Video by Def Leppard
- Released: November 15, 2005
- Recorded: 1982–2005
- Genre: Rock
- Length: 146 minutes approx.
- Label: Island Records

Def Leppard video chronology
| Best of the Videos (2004) | Rock of Ages: The DVD Collection (2005) | Viva! Hysteria (2013) |

= Rock of Ages: The DVD Collection =

Rock of Ages: The DVD Collection is a DVD featuring music videos by Def Leppard. This one-disc collection contains a total of 19 commercial single videos that helped jump the band to success after the release of their breakthrough 1983 album, Pyromania. Only one video featured on the compilation, "Bringin' On the Heartbreak", was not released after Pyromania.

This DVD collection was released alongside its own compilation CD album Rock of Ages: The Definitive Collection, which included various songs that were not released as singles and singles that did not have music videos made for them.

==Track listing==

Note: *The video for "Bringin' On the Heartbreak" is the Phil Collen version (taped in 1984), however, the audio is the original Pete Willis version (1981).

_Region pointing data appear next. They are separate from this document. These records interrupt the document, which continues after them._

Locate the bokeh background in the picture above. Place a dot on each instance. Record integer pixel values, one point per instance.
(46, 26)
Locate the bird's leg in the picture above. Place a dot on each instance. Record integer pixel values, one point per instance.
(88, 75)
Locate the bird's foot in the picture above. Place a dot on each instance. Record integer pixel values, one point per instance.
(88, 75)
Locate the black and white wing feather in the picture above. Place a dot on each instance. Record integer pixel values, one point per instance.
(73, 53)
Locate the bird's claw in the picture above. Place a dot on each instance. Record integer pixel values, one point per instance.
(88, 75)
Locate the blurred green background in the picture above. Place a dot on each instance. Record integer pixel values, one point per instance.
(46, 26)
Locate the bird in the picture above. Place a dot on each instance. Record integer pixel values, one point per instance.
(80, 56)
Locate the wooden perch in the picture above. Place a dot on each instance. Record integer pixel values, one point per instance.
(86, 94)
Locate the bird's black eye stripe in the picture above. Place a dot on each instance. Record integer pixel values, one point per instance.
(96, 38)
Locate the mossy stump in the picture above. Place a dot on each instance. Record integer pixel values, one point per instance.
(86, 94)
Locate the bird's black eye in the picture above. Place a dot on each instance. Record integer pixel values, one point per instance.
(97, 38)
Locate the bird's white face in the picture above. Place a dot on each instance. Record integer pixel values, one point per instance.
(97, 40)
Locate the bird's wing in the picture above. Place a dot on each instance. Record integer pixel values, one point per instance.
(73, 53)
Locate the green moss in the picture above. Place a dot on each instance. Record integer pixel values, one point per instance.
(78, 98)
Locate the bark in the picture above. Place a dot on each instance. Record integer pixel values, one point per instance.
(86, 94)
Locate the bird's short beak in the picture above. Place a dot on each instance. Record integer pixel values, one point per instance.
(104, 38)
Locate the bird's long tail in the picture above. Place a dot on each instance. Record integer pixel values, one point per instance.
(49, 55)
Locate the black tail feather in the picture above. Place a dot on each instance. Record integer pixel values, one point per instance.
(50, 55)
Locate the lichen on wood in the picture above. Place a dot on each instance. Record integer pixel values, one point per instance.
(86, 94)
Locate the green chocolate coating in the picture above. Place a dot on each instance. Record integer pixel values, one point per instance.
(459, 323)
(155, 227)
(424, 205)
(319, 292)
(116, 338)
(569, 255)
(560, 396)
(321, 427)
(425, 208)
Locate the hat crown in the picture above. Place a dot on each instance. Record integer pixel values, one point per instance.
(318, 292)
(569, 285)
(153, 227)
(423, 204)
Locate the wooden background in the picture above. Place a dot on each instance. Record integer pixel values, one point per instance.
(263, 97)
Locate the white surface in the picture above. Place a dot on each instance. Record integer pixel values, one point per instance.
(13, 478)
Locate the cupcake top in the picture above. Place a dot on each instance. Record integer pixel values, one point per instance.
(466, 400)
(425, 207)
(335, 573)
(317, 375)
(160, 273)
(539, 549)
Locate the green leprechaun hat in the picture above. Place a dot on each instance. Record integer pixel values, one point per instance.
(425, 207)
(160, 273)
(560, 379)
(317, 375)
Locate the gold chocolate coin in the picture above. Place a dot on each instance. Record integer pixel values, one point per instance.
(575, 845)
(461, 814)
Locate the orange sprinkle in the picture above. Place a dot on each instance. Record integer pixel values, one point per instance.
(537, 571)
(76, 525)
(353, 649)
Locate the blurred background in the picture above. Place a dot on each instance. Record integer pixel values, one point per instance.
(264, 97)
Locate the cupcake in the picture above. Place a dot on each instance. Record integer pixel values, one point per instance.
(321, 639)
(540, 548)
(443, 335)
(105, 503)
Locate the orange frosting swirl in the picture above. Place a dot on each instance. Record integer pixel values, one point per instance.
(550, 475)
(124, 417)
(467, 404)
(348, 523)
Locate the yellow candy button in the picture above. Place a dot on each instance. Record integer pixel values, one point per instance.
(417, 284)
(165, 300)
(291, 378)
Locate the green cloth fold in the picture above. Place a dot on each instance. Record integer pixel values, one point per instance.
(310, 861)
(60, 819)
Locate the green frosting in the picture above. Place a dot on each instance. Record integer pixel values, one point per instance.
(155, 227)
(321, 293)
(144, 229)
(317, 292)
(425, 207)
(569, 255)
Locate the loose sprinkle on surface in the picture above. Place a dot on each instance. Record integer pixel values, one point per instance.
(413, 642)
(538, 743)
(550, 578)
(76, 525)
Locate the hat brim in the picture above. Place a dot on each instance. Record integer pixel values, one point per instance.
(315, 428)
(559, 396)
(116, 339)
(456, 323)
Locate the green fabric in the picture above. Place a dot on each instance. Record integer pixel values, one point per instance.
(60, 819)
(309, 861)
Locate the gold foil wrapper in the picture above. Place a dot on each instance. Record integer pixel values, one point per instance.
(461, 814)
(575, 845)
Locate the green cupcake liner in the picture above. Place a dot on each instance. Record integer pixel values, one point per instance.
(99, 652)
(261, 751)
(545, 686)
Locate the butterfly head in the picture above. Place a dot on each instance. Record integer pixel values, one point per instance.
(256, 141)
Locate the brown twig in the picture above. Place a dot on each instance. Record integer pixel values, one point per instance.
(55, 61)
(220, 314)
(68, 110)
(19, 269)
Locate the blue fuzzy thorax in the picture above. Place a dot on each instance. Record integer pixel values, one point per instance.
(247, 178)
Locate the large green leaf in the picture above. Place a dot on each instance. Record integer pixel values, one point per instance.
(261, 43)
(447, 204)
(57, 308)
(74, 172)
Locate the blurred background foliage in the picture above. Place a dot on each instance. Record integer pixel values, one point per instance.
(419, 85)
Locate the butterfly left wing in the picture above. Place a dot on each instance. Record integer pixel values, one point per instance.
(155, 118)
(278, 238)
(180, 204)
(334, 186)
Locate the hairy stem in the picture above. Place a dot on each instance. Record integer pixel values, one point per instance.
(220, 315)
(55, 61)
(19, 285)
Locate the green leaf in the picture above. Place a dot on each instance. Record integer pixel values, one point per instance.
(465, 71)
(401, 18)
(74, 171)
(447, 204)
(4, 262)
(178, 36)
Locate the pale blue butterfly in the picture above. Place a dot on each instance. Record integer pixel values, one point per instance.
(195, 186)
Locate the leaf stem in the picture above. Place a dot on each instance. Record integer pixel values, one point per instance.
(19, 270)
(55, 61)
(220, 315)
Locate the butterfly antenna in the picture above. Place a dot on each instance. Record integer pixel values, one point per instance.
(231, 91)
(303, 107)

This may have been done on purpose for the Greatest Hits collection to merge the more popular version of the song with the more well-known music video.

DVD
| No. | Title | Writer(s) | Origin | Length |
|---|---|---|---|---|
| 1. | "Pour Some Sugar on Me" | Steve Clark; Phil Collen; Joe Elliott; Robert John "Mutt" Lange; Rick Savage; | Hysteria (1987) |  |
| 2. | "Photograph" | Clark; Elliott; Lange; Savage; Pete Willis; | Pyromania (1983) |  |
| 3. | "Love Bites" | Clark; Collen; Elliott; Lange; Savage; | Hysteria |  |
| 4. | "Let's Get Rocked" | Collen; Elliott; Lange; Savage; | Adrenalize (1992) |  |
| 5. | "Two Steps Behind" | Elliott | Last Action Hero soundtrack (1993) |  |
| 6. | "Animal" | Clark; Collen; Elliott; Lange; Savage; | Hysteria |  |
| 7. | "Foolin'" | Clark; Elliott; Lange; | Pyromania |  |
| 8. | "Rocket" | Clark; Collen; Elliott; Lange; Savage; | Hysteria |  |
| 9. | "When Love & Hate Collide" | Elliott; Savage; | Vault: Def Leppard Greatest Hits (1980–1995) (1995) |  |
| 10. | "Armageddon It" | Clark; Collen; Elliott; Lange; Savage; | Hysteria |  |
| 11. | "Have You Ever Needed Someone So Bad" | Collen; Elliott; Lange; | Adrenalize |  |
| 12. | "Rock of Ages" | Clark; Elliott; Lange; | Pyromania |  |
| 13. | "Hysteria" | Clark; Collen; Elliott; Lange; Savage; | Hysteria |  |
| 14. | "Bringin' On the Heartbreak" | Clark; Elliott; Willis; | High 'n' Dry (1981) |  |
| 15. | "Promises" | Collen; Lange; | Euphoria (1999) |  |
| 16. | "Women" | Clark; Collen; Elliott; Lange; Savage; | Hysteria |  |
| 17. | "Slang" | Collen; Elliott; | Slang (1996) |  |
| 18. | "Work It Out" | Vivian Campbell | Slang |  |
| 19. | "Now" | Rick Allen; Campbell; Collen; Elliott; Marti Frederiksen; Savage; | X (2002) |  |

==Extra features==
- "No Matter What" (Rehearsal video)
- Track-by-track commentary by the entire band
- Personal playlist option

==Certifications==

| Region | Certification | Certified units/sales |
| United States (RIAA) | Gold | 50,000^{^} |
^{^} Shipments figures based on certification alone.